As a teenager, Amy attended a boarding school in upstate New York called Darrow, which was formerly a Shaker Village. Living among the historic buildings was quite an experience, and for Amy, learning how to renovate the old buildings and the work on various school projects, helped to make her aware of living history, and gave her an appreciation for past cultures. The school also allowed her to investigate her varied interests like painting, poetry and theater without her parents’ influence.
Amy is the fourth generation of artists in the Ernst family. The first generation (that they know of) is Amy’s great-grandfather, Philip Ernst. He was a teacher of the deaf and the blind in the small industrial German town Bruhl, and was known in the town and surrounding areas as a portrait painter. He painted family portraits including one of Amy's grandfather, Surrealist Max Ernst. On a few occasions, Amy was invited into Max's study. His shelves were filled with old manuscripts, maps, objects d’art, chess pieces and books on Eastern philosophy, poetry, mysticism, and Astrology. Amy realized many years later that his spiritual energies and imageries had become a major influence on her work.
Her father Jimmy Ernst was part of the second generation of abstract painters in New York. He arrived in l938 on Ellis Island like so many fleeing Europe, and found that the New York art world in the l940’s and ‘50’s was so small, that everyone pretty much knew one another. Jimmy Ernst worked various artistic jobs, including designing store windows, jazz record covers and movie posters, working for the Museum of Modern Art, and then in the art department at Warner Brothers. Amy’s mother Dallas was also was working for Warner Brothers, and in l946 they met and were married for 38 years, until Jimmy’s untimely death in l984.
At home growing up, music was always on-- mostly jazz and Mozart, and there were all sorts of artists, famous and infamous, visiting. Amy thought this was the norm, but as a young woman she met many incredible people like Bauhaus architect Marcel Breuer, playright Edward Albee, actors Eli Wallach and Anne Jackson, artists William deKoonig, Ihbram Lassaw, Hedda Sterne, Lee Krasner, Grace Hardigan, Larry Rivers, political people like Alger Hiss, and theorist Betty Friedan.
Amy’s father died unexpectedly on February 6th, 1984, and the world changed for her. He had been writing his biography called A Not So Still Life, about growing up the child of a genius father and being raised by all the surrealists. His mother Luise Straus-Ernst was a prominent writer and an independent free thinker, and gave up her life to save her son from war torn Germany, vanishing on one of the last trains leaving Paris for Auschwitz. The memories of her father are so vivid for Amy, and she feels that the spiritual connections are stronger than ever. She never thought she would become an artist too.

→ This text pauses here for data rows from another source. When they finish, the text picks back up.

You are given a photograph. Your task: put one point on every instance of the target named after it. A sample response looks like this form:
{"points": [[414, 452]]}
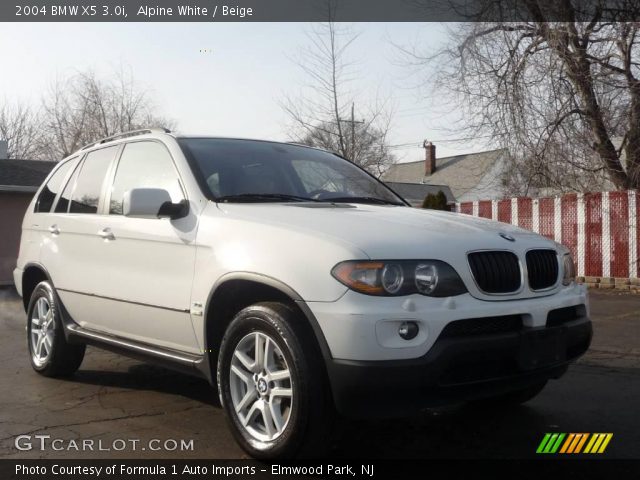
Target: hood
{"points": [[390, 232]]}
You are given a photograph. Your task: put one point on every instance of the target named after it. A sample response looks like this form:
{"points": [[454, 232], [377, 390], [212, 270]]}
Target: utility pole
{"points": [[353, 122]]}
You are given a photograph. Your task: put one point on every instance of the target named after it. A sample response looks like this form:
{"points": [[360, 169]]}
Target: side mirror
{"points": [[152, 203]]}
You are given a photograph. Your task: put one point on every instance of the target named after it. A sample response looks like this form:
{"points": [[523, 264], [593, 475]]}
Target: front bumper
{"points": [[458, 369]]}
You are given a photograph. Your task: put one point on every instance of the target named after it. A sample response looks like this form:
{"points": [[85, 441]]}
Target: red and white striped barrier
{"points": [[602, 230]]}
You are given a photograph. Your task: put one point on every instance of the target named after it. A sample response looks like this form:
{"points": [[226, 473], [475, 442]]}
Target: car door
{"points": [[147, 263], [71, 250]]}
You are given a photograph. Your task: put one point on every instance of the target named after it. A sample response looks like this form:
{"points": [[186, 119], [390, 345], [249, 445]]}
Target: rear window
{"points": [[52, 188]]}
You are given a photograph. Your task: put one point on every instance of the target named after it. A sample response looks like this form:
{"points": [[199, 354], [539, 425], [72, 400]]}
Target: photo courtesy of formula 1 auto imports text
{"points": [[319, 239]]}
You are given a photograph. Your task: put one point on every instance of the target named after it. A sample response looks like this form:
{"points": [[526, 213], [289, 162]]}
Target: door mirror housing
{"points": [[152, 203]]}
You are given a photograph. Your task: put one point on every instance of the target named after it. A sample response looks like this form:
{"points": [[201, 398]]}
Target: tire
{"points": [[49, 352], [254, 393], [515, 397]]}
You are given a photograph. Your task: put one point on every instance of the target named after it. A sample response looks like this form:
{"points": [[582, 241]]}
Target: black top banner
{"points": [[318, 10]]}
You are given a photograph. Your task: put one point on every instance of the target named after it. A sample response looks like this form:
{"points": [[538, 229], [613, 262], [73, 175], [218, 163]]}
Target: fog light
{"points": [[408, 330]]}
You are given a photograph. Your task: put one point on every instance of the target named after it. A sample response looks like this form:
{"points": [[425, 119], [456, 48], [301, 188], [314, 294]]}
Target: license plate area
{"points": [[541, 348]]}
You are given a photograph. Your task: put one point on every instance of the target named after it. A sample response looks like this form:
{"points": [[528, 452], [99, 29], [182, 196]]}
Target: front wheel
{"points": [[272, 384]]}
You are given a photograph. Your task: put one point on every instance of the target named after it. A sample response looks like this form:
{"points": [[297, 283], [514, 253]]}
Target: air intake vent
{"points": [[542, 266], [482, 326], [495, 271]]}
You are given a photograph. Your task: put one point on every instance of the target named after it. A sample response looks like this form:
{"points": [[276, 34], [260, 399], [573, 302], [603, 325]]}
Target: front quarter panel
{"points": [[232, 247]]}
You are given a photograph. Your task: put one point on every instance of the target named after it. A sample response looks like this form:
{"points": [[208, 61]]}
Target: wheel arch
{"points": [[235, 291], [33, 274]]}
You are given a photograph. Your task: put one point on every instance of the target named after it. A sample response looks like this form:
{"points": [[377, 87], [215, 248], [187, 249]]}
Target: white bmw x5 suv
{"points": [[295, 281]]}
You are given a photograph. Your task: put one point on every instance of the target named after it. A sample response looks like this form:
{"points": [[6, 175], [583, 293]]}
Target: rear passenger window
{"points": [[63, 202], [144, 165], [85, 186], [52, 188]]}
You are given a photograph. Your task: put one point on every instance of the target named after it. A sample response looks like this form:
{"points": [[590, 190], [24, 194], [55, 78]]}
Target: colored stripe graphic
{"points": [[573, 443]]}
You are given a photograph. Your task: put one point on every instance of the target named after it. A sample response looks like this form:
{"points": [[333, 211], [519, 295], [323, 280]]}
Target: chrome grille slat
{"points": [[542, 268], [496, 271]]}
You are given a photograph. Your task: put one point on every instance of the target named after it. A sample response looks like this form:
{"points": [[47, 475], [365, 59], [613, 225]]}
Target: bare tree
{"points": [[83, 108], [19, 126], [325, 115], [562, 96]]}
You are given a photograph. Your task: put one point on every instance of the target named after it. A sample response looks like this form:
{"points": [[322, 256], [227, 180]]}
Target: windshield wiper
{"points": [[263, 197], [374, 200]]}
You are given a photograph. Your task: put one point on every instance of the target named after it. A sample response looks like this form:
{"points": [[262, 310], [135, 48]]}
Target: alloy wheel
{"points": [[261, 389], [42, 331]]}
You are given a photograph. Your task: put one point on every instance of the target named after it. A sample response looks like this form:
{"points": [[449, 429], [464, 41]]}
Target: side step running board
{"points": [[182, 361]]}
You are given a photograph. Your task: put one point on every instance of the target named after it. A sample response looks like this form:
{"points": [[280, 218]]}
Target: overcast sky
{"points": [[235, 89]]}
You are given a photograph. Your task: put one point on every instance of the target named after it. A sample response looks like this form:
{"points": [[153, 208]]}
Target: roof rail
{"points": [[121, 135]]}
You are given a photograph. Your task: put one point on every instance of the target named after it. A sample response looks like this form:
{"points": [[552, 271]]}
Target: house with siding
{"points": [[19, 181]]}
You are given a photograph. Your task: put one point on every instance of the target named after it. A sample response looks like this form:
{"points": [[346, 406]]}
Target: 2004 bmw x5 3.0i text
{"points": [[295, 281]]}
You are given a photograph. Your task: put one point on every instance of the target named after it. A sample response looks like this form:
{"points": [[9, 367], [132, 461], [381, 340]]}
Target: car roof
{"points": [[155, 132]]}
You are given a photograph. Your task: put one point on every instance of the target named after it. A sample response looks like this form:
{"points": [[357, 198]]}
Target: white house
{"points": [[473, 176]]}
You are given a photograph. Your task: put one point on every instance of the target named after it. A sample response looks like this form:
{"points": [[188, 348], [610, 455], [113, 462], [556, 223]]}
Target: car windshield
{"points": [[258, 171]]}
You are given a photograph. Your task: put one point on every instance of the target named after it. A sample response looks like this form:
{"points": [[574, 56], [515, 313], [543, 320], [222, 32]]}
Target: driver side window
{"points": [[144, 165]]}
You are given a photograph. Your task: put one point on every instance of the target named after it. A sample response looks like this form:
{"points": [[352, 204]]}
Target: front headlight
{"points": [[400, 277], [568, 269]]}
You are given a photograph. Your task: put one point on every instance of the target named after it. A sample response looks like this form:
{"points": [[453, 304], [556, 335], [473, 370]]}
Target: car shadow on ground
{"points": [[150, 378], [464, 431]]}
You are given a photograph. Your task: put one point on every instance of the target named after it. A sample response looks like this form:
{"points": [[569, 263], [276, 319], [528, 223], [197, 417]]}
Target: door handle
{"points": [[106, 234]]}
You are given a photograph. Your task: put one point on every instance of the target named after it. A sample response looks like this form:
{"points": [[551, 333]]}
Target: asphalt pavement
{"points": [[128, 409]]}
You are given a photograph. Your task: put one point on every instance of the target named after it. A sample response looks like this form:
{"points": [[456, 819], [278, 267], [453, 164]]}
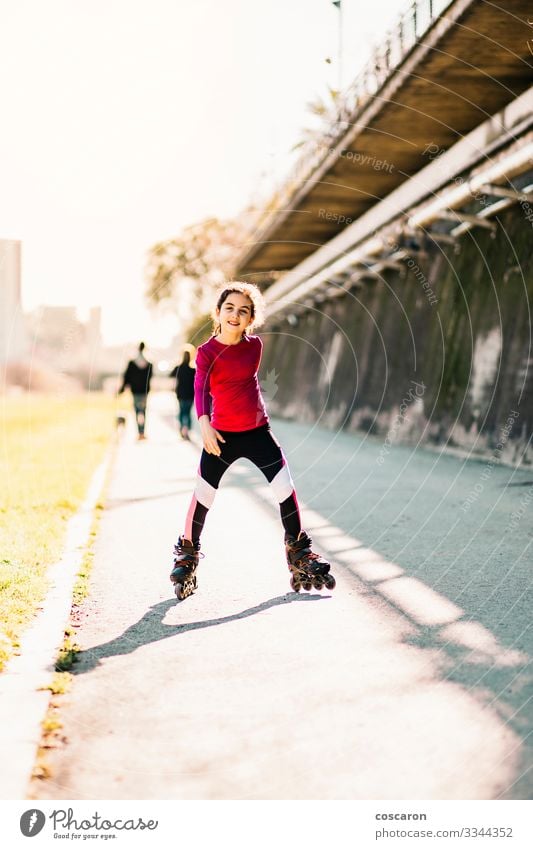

For 20 years, Amy’s work has developed into its own, mostly using collage. The technique is nothing new, but the way the work is imagined, built and placed is uniquely her own. When she went to Santa Fe to study with John Baldessari at the Art Institute for the summer there was a realization that the landscape was a tapestry, and landscape has maintained a focal point for much of her work. Amy started working with printmaking, using photographs from my travels and collaging them in various ways before designing her solar-plates. Encaustics have also been a big part of her work. Taking encaustic pigments, heating them and working with collage materials on paper, wood and plaster have moved many of her ideas out of the traditional collage realm. Amy says that books are her “true love.” She builds books by inserting, collaging, tearing, builiding and taking away objects and images, and can take years to complete just one.
Amy feels that all her work has stemmed from her background, of course, but also life in general. She says, “I have lived so many lives: in the theater as a set designer, working in galleries, travel, post-graduate studies with artists such as John Baldessari and master printmaker Robert Blackburrn. I never went to art school to be formerly trained. My drawing skills are just about nil, but I still try, but then I look at the work of Joseph Cornell and he couldn’t draw either. I now rely on photographs I have taken, deconstructing old collages and paintings and the computer. I don’t know what I would do without it. But the passions and the dreams of creating a new art-world within my own mind is ever-growing and ever-changing. . . I am still discovering myself, and that self is every changing and growing, through my poetry or collages, meditations, travels or just being with friends or my beloved. Life as an artist is hard and disappointing and wonderful and so on and so forth. It is what it is and never what it should be.”